Кроме того, меньшинства, которые стремятся к изменению целого, при оптимальных условиях, которые достаточно редки, должны располагать свободой слова, дискуссий, собраний, не опасаясь и не чувствуя своей беспомощности перед лицом подавляющего большинства, которое препятствует качественным социальным переменам. Это большинство находится в прочной зависимости от возрастающего удовлетворения потребностей, технического и духовного координирования, которые порождают общую беспомощность радикальных групп перед хорошо отлаженным механизмом общественной системы.

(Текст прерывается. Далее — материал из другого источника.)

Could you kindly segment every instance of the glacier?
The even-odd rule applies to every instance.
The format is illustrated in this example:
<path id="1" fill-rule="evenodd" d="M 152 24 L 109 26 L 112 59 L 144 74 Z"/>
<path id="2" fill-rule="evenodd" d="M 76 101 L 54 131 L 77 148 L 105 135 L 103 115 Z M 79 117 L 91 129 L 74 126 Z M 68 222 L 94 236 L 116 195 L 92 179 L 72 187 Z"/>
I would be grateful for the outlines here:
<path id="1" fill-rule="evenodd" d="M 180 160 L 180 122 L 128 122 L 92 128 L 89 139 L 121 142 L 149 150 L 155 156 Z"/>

В демократическом обществе изобилия нет недостатка в дискуссиях, и в нынешних обстоятельствах они достаточно толерантны. Можно услышать все точки зрения — коммунистов и фашистов, левых и правых, белых и чёрных, сторонников гонки вооружений и разоружения. Более того, в бесконечных дебатах, ведущихся в средствах массовой информации, глупое мнение воспринимается с таким же уважением, как и разумное, плохо информированный человек может иметь столько же времени для своего выступления, как и хорошо информированный, пропаганда соседствует с образованием, истина с ложью. Эта чистая толерантность по отношению как к осмысленному, так и к бессмыслице оправдывается тем демократическим аргументом, что никто, ни группа, ни индивид не являются собственниками истины и способности определять, что правильно или неправильно, хорошо или плохо. Поэтому неё противоборствующие мнения должны быть представлены «народу», который должен обдумать их и сделать выбор. Но, как я уже говорил, демократический аргумент предполагает то обязательное условие, что народ должен быть способен обдумывать и выбирать на основе знания, а для этого он должен иметь доступ к правдивой информации, и её оценка невозможна без подлинной автономии мысли.